There was an awkward silence. Slate wondered which one of them he’d actually been talking to.
Deprived of other people’s mail to read, she studied her feet again.
“Well.” The Captain dropped his papers and ran a hand through his hair. “You realize, Lord—Sir Caliban, you would be answering to Mistress Slate here. She is nominally in charge of your mission, by the Dowager’s order. You’d—ah—support and render aid. And so forth.”
Caliban made a small, ironic bow in her direction. “Madam.”
Slate glanced at the Captain, wondering if he’d hoped that would be a deal breaker. Apparently it wasn’t. The Captain sighed.
“Sit down. I’ll call for the…ah… hell.”
With this fragmentary statement, the Captain swept out of the room. Caliban looked after him. Slate wondered if he’d noticed himself flinching back from the man’s movement.
“Hmm,” the paladin said.
“If you make a run for it, you could probably get out of the palace,” she said by way of conversation. “I don’t know if you can kill the front guards barehanded, but it’s probably worth a shot. I’d leave the city right away, mind you.”
He looked at her, his eyes widening.
“Just a thought.” She sat down on the edge of the desk and began reading the warrants for the Stone Bitches again.

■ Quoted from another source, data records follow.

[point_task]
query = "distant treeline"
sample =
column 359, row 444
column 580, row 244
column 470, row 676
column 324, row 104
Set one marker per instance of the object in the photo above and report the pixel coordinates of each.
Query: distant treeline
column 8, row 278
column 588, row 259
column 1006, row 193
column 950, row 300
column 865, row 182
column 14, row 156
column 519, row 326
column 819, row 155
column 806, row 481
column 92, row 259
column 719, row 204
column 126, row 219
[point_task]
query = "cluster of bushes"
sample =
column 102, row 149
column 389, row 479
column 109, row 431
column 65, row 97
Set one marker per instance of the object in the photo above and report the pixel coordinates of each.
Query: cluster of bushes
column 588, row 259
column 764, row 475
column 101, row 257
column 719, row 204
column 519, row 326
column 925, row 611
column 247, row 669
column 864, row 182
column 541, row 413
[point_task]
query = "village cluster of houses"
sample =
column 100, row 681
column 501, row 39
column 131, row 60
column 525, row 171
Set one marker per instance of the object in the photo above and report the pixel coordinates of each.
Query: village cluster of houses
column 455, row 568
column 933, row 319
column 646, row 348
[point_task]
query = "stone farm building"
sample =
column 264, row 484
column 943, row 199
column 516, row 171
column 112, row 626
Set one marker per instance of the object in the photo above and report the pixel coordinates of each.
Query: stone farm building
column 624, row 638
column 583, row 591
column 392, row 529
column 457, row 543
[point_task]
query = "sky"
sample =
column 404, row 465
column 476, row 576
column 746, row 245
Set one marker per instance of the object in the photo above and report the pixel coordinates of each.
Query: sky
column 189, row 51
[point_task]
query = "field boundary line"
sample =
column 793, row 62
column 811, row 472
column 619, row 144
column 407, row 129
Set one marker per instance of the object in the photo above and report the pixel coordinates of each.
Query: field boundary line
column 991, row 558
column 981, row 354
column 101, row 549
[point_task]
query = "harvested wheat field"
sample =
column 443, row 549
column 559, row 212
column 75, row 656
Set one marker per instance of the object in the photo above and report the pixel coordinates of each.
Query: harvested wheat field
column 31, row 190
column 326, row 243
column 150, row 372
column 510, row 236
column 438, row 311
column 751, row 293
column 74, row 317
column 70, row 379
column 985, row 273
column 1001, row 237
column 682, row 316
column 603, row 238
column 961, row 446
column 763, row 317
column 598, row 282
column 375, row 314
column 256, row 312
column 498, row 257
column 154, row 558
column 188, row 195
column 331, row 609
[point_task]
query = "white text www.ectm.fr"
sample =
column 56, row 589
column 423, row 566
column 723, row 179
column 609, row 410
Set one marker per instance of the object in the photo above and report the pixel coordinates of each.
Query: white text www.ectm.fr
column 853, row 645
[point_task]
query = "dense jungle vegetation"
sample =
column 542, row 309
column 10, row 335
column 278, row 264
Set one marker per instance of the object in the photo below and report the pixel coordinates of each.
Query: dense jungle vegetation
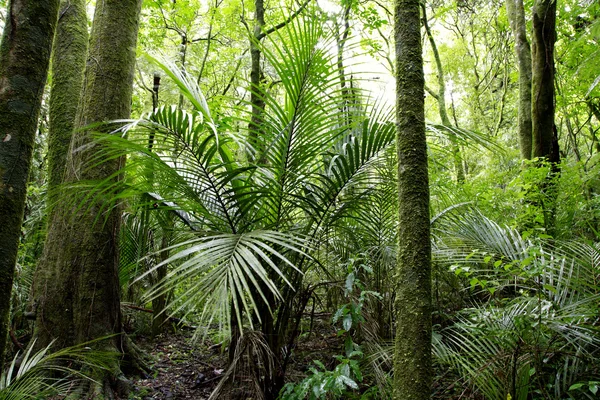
column 328, row 199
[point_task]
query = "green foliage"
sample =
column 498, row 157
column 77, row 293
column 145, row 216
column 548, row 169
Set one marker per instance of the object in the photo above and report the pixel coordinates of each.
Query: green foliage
column 44, row 374
column 344, row 380
column 529, row 330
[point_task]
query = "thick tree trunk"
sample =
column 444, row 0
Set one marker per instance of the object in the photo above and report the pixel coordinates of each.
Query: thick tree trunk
column 68, row 65
column 256, row 76
column 24, row 57
column 545, row 142
column 412, row 353
column 80, row 300
column 516, row 17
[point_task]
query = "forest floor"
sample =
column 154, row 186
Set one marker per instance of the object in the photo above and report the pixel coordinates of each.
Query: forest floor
column 184, row 369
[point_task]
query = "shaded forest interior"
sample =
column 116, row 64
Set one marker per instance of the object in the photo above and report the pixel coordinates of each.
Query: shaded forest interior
column 342, row 199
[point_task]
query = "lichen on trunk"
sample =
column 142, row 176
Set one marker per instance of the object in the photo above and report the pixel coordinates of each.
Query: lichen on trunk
column 412, row 352
column 24, row 59
column 80, row 300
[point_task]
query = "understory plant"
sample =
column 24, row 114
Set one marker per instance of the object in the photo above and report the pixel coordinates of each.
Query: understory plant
column 343, row 381
column 528, row 328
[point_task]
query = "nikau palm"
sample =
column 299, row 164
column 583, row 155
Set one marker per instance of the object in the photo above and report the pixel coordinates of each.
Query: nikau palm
column 253, row 228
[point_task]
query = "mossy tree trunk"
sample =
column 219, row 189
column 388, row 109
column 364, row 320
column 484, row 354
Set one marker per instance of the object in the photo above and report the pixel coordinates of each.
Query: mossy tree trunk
column 516, row 17
column 412, row 352
column 68, row 65
column 24, row 58
column 81, row 300
column 545, row 142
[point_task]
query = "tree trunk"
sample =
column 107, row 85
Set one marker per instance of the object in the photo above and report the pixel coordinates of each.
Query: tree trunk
column 441, row 100
column 24, row 57
column 81, row 298
column 68, row 65
column 545, row 142
column 516, row 17
column 412, row 353
column 256, row 76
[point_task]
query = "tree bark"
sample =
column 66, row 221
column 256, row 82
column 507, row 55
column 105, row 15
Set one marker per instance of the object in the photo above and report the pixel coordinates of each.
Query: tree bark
column 24, row 58
column 545, row 142
column 441, row 100
column 412, row 353
column 81, row 297
column 68, row 65
column 516, row 17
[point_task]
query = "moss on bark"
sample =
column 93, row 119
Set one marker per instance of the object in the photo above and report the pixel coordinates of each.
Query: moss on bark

“You’re a very odd woman,” he said.
“You don’t know the half of it.”
The door opened again. The Captain ushered a heavyset man inside. He was bald, with the variegated pattern of shine indicating that he was probably shaving his head to avoid showing how badly his hair was thinning. His thick fingers were wrapped around the handle of a large leather case.

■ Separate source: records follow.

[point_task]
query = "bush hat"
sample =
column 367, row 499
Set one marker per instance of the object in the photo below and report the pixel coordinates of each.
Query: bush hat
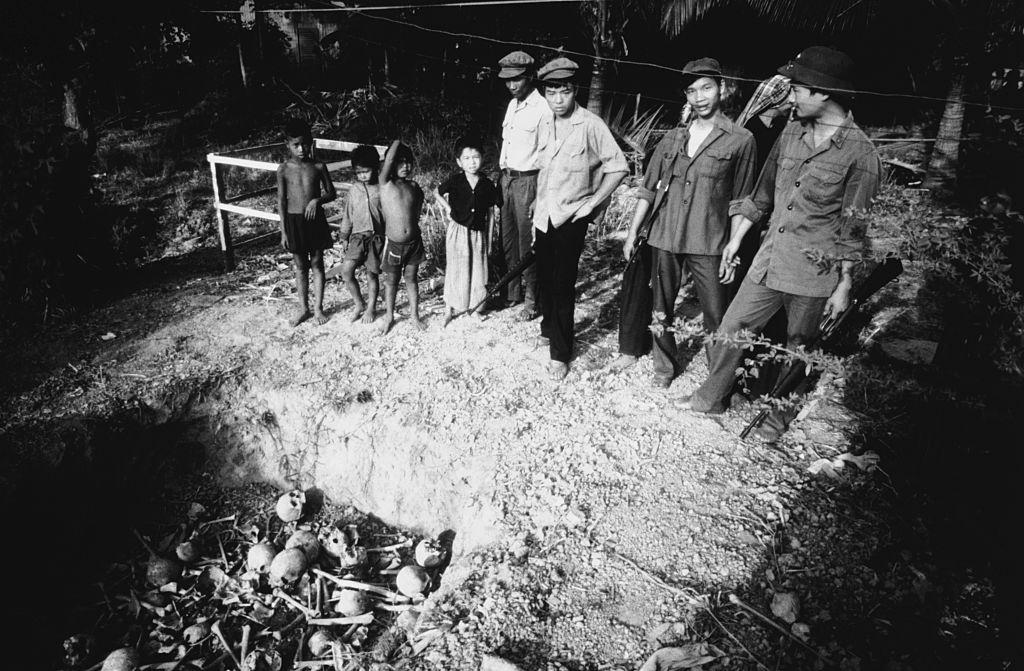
column 515, row 65
column 706, row 67
column 558, row 70
column 820, row 67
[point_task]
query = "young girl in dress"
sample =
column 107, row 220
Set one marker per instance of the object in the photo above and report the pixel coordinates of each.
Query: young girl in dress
column 468, row 200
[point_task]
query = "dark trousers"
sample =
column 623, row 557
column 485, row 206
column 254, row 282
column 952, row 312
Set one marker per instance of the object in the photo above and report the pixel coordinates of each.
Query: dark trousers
column 635, row 304
column 557, row 264
column 752, row 308
column 667, row 275
column 518, row 194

“Sit,” the Captain ordered Caliban. And: “Stop reading my mail.”
Caliban quirked an eyebrow and sat. The bald man knelt next to the chair and rolled up the sleeve of the knight’s tunic. Slate stopped reading the Captain’s mail, put one heel up on the desk and hugged her knee to her chest.
The bald man opened his case, and took out a set of needles and a jar of black ink. A wave of rosemary welled up and smacked Slate across the nose.

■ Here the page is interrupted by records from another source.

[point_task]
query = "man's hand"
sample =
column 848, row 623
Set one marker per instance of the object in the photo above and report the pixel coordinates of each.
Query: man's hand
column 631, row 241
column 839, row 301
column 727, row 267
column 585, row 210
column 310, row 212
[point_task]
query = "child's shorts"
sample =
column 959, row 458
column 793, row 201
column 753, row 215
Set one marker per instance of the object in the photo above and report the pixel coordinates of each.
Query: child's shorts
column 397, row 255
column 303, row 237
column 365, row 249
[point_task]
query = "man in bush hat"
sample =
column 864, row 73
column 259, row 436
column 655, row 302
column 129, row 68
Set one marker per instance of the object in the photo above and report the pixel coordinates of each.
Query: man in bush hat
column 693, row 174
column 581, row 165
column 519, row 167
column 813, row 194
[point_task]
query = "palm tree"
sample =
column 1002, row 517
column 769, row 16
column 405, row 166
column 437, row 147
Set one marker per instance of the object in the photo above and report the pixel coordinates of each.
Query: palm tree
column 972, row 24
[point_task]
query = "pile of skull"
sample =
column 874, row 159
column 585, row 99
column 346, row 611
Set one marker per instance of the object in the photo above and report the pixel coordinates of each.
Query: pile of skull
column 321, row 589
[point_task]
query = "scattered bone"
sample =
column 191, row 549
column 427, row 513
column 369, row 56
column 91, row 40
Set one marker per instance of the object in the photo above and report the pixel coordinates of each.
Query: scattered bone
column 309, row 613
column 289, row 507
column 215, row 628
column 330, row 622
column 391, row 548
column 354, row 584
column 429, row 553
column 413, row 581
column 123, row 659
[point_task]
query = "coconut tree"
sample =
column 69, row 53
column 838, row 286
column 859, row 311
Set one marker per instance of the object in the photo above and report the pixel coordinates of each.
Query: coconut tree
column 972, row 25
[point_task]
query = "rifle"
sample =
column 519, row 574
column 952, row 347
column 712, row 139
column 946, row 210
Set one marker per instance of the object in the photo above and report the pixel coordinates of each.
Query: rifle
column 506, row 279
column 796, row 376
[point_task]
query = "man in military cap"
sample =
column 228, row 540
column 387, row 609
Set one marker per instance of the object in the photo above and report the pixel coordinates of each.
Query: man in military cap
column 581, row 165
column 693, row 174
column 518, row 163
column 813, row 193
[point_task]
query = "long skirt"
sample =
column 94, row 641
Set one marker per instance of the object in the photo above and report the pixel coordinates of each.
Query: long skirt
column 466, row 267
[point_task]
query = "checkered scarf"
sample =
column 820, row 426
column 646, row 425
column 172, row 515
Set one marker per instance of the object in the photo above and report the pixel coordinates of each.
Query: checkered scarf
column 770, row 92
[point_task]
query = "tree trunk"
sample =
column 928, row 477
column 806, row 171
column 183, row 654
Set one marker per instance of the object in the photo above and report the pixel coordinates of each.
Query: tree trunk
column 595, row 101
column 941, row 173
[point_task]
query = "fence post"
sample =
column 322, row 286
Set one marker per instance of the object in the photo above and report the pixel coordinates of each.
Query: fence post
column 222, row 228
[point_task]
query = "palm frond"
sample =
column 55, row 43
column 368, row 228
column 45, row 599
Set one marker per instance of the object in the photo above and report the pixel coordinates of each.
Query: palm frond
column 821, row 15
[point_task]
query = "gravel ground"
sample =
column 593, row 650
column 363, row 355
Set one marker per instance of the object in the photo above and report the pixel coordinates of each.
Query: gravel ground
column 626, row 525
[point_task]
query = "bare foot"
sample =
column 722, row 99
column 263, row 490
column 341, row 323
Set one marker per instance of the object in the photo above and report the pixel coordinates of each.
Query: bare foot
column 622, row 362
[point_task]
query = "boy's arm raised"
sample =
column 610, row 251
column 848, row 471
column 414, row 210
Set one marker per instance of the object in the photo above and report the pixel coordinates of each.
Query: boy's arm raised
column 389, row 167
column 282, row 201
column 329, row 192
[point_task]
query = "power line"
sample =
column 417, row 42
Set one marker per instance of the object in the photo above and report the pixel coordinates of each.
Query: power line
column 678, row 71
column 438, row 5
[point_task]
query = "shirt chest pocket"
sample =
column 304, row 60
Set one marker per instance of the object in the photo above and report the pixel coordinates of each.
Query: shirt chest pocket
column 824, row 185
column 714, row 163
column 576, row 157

Gods, I go months without this happening, and now this. Dammit, Grandma, if they hadn’t burned you at the stake, I’d light you myself.
“I’m getting a tattoo,” said Caliban evenly. “Why?”
The Captain pinched the bridge of his nose with his fingers. “Let me start at the beginning. You know that we’re losing the war with Anuket City, I assume?”
Caliban smiled sourly. “They weren’t admitting that when I got locked up, but most of us suspected.”
“We’re still not admitting it, but yes, we are. The problem is the Anuket troops—the Clockwork Boys, as they call ‘em. As fast as the army cuts them down—which frankly isn’t very fast—more show up. They’re not human. We don’t know how to stop them except sheer brute dismemberment.”
Slate could feel her eyes watering. She snuffled.
“Here.” The Captain dug through papers and came up with a hunk of debris. It looked like a cross between the inside of a clock and a piece of drift wood. Tiny gears and cogwheels encrusted the sides like barnacles.